Contributors ME, YA, AH, AD and RE all contributed to the design of the study and formation of the data dictionary. ME and YA were involved in data collection. AD performed the statistics. All authors contributed to interpreting these results. AD, CH, EP, and JT were involved in drafting the manuscript. AH, ME and YA performed revisions of this manuscript. All authors were involved in data interpretation and article revision. ME is the primary investigator and coordinated data collection at multiple sites. ME is the guarantor and accepts full responsibility for the finished work and the conduct of the study, had access to the data, and controlled the decision to publish.
Funding The authors have not declared a specific grant for this research from any funding agency in the public, commercial or not-for-profit sectors.
Disclaimer This research was supported (in whole or in part) by HCA Healthcare and/or an HCA Healthcare affiliated entity. The views expressed in this publication represent those of the author(s) and do not necessarily represent the official views of HCA Healthcare or any of its affiliated entities.

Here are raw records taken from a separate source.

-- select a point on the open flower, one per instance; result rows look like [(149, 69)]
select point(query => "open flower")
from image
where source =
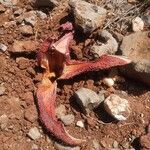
[(54, 57)]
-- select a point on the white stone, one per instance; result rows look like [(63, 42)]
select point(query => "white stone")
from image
[(108, 81), (80, 124), (34, 133), (137, 24), (117, 107), (87, 99)]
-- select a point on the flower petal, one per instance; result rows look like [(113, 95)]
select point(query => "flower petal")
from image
[(46, 96), (73, 67)]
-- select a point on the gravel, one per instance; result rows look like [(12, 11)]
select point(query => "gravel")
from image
[(117, 107), (3, 47), (87, 99), (34, 133)]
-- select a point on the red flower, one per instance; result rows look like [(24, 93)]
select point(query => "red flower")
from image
[(54, 57)]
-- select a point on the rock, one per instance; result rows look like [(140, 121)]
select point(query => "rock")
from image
[(109, 47), (2, 89), (9, 3), (117, 107), (30, 18), (137, 24), (88, 16), (23, 63), (46, 3), (24, 46), (18, 12), (26, 30), (146, 19), (132, 1), (34, 147), (95, 145), (34, 133), (41, 15), (3, 47), (2, 8), (136, 47), (145, 141), (31, 114), (80, 124), (87, 99), (62, 147), (67, 119), (3, 121), (60, 111), (108, 81)]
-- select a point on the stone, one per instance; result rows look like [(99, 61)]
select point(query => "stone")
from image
[(26, 30), (46, 3), (22, 62), (2, 89), (18, 12), (88, 16), (80, 124), (3, 47), (137, 24), (146, 19), (58, 146), (117, 107), (2, 8), (9, 3), (95, 145), (3, 121), (108, 81), (67, 119), (145, 141), (31, 114), (24, 46), (34, 133), (87, 99), (30, 18), (60, 111), (110, 46), (41, 14), (132, 1), (136, 47), (34, 147)]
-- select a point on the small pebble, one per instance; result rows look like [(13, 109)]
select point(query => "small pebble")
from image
[(67, 119), (3, 47), (34, 147), (80, 124), (108, 81), (60, 111), (2, 9), (95, 145), (87, 99), (3, 121), (64, 147), (2, 89), (41, 15), (117, 107), (34, 133), (26, 30), (137, 24)]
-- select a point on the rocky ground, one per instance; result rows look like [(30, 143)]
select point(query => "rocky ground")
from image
[(87, 103)]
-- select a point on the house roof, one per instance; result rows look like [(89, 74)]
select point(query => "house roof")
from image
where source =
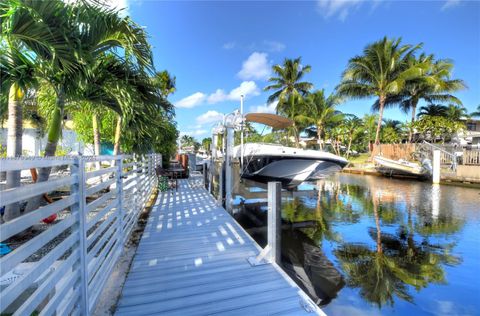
[(273, 120)]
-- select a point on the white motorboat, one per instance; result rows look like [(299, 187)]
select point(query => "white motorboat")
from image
[(402, 168), (291, 166)]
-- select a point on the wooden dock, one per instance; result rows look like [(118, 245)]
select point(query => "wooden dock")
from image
[(192, 260)]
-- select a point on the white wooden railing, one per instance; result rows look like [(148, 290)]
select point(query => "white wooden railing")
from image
[(62, 267)]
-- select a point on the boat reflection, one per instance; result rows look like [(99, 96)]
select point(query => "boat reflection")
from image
[(387, 240)]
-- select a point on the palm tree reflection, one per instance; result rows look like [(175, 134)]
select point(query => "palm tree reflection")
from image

Competing interests HCA Healthcare has a minority equity stake in VIZ.ai and also purchases products from the company for use in its facilities. AH is a consultant and a speaker for Viz.ai, which develops the Viz LVO algorithm that we tested, and he is also involved in a study sponsored by Viz.ai called the LVO Synchronise Study, which looks at the impact of a Viz LVO implementation on patient timing and outcomes. Our other authors do not have any direct conflicts of interest. In the interest of full disclosure, here is a list of conflicts of related companies that are in a related field that we do not believe directly impact this study. YA has stock in Sanavention inc. ME has stock in Galaxy therapeutics. AH is a Consultant/Speaker for Medtronic, Microvention, Stryker, Penumbra, Cerenovus, Genentech, GE Healthcare, Scientia, Balt, Viz.ai, Insera therapeutics, Proximie, NeuroVasc, NovaSignal, Vesalio, Rapid Medical, Imperative Care and Galaxy Therapeutics. AH is also a principal investigator of COMPLETE study – Penumbra, LVO SYNCHRONISE – Viz.ai, Millipede Stroke Trial - Perfuze, RESCUE - ICAD - Medtronic. AH is also on the Steering Committee/Publication Committee of SELECT, DAWN, SELECT 2, EXPEDITE II, EMBOLISE, CLEAR, ENVI, DELPHI, and DISTALS. He is also DSMB of the COMAND trial.
Provenance and peer review Not commissioned; externally peer reviewed.